Laurie, and I, visited the Portland Head Light while traveling in Maine. I never heard this wording before, since I call them light houses. This one has supplied light in the harbor for over 200 years old, and the structure was built in the end of the eighteenth century.
The lighthouse was originally built at fifty feet tall. Later, it was added to, and reached 80 feet in height.
The completion of the lighthouse occurred in 1791. This happened after George Washington, in 1790, authorized $1500.00 to have it completed. Earlier funding of $750.00 wasn’t enough to built the lighthouse.
The building around the lighthouse was completed in 1891.
Rocky outcrops jut out into the bay creating some beautiful contrasts, and photo opportunity. Gull would land to rest on these rocks. We saw some dolphins in the water, but I failed to be fast enough for any photos.
The pre-dawn moments were already alive with wildlife movements. Gulls were flying about. I saw a loon. Crows were cawing. I saw several Great Blue Herons as the seconds towards sunrise moved quickly. The beach, at low tide, had much seaweed, and rock weeds. These plants were of a yellow color, and extremely slippery to tread on. various mussels, and snail shells covered the beach. I gathered a few to give as gifts.

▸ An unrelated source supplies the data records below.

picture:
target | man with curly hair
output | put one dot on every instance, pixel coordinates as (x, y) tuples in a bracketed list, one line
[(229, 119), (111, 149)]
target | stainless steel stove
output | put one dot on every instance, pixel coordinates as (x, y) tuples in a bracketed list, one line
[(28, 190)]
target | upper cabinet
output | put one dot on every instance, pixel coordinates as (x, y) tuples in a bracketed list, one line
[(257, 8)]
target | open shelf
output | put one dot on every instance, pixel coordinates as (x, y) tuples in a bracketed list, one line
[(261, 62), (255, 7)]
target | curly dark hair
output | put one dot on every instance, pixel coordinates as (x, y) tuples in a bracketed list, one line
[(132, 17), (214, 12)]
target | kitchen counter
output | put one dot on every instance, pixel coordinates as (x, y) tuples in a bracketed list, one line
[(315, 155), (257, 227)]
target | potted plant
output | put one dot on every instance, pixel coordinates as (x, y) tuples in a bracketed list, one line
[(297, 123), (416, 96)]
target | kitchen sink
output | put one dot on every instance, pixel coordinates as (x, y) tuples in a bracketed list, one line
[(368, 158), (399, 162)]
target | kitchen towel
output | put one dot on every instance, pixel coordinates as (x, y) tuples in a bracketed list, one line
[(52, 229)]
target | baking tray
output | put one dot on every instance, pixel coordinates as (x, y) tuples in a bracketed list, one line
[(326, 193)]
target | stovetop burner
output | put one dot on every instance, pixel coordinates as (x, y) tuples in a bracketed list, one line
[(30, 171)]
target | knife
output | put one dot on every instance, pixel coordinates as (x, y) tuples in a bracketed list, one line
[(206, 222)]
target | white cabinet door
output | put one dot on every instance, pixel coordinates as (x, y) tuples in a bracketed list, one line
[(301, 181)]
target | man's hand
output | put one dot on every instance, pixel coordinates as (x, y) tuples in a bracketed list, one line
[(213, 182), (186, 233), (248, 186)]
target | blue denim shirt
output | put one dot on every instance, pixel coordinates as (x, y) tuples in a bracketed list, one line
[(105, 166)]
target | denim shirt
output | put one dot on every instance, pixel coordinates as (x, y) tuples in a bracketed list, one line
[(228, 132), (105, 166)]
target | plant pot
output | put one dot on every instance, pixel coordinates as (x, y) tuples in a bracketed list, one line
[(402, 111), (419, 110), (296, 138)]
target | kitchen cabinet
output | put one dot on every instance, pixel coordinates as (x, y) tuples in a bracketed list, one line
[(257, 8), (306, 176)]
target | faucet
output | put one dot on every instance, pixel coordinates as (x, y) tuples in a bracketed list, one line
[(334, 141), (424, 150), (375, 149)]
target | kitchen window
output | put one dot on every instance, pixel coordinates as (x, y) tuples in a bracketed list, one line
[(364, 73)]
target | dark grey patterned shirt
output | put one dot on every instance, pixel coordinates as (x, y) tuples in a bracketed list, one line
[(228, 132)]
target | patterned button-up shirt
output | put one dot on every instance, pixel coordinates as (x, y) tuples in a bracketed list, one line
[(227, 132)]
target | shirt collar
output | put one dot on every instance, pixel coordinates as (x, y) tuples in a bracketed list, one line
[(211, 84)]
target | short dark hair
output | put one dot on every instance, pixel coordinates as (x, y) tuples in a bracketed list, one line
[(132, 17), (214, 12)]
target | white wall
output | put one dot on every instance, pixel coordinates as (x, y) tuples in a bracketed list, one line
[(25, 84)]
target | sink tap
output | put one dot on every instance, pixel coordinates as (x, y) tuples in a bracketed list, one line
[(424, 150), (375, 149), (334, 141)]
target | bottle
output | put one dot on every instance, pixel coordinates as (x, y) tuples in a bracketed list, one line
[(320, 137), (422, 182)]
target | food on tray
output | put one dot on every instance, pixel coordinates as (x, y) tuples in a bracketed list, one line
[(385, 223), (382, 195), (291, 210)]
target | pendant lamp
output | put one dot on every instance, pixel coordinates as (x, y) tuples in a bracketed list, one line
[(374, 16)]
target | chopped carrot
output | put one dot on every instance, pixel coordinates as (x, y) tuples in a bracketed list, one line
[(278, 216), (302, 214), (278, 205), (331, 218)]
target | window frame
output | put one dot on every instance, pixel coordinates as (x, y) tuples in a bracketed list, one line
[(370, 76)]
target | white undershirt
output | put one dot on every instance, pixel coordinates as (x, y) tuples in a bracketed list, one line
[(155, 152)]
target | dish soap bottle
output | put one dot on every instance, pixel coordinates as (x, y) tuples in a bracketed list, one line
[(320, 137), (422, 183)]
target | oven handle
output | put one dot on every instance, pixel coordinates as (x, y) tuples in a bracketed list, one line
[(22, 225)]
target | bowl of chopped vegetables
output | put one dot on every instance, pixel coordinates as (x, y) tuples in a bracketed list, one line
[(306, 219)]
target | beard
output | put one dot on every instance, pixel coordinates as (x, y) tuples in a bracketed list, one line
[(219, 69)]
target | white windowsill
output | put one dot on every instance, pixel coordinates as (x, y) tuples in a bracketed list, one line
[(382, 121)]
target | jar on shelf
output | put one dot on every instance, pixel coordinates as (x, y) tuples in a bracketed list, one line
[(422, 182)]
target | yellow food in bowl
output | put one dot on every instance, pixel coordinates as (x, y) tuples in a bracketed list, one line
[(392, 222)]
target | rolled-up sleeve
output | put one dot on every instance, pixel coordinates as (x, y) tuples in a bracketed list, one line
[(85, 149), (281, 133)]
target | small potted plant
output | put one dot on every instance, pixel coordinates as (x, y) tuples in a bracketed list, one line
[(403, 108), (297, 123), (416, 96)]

I saw movement at my feet, and was surprised to see some unknown specie of crab. I played around with the little guy for a time. However, I stayed clear of anything that might pinch!
I just walked about the beach taking photos as I walked along. As you have seen, I included some of the shots here to see the movement over a ten minute, or so, time frame.
Many years ago I learned of the Indian tribe known as the Penobscot Indians. Members of this tribe still live in Maine. They are supplying time at Acadia National Park repairing a native wigwam for educational purposes.
Laurie, and I, visited the community of Camden Harbor during our eastern excursion. This harbor is part of the big picture of Penobscot Bay. While walking along I couldn’t help thinking of the movie, “The Birds.” Remember that movie was filmed along a coastal area. Since, Laurie isn’t a big shopper for the most part we sat on a bench and talked with a few local veterans. We spent about forty minutes talking about politics, and girl watching! (The older fellows, not me!)
Camden looks the part as a fishing community. Lobster places are everywhere. Shipbuilding played a big part to the community in years past, as well as, the lobster industry.
The Penobscot Bay is the result from the Penobscot River draining into the harbor. Of course, the Atlantic Ocean plays a much bigger part in supplying the water. (That’s a joke, in case, you didn’t get it!)
We traveled uphill to Mount Battie of the Camden Hill’s State park. At this site we could look forever into the distance. The bay meanders all around including Camden. From this height we could see a part of the Camden Harbor including the community buildings. What a view! This panoramic view was a thrill to witness.
The one thing Laurie, and I, witnessed was the wealth of this area, and the many other communities. We saw the President George Bush (41)estate near Kennebunk. Various celebrities own homes on, or about, Maine islands. Many wealthy people build, or purchase multi-million dollar summer homes here, too! (Note the homes are summer homes!) The homes are beautiful styles typical of the area.
We visited Kennebunkport, too. This is another area primarily for the tourists. Some of the very old homes have black stripes around the chimneys to designate the homes of Tories during revolutionary War times. The Tories were people sympathetic to England, and not those attempting towards independence.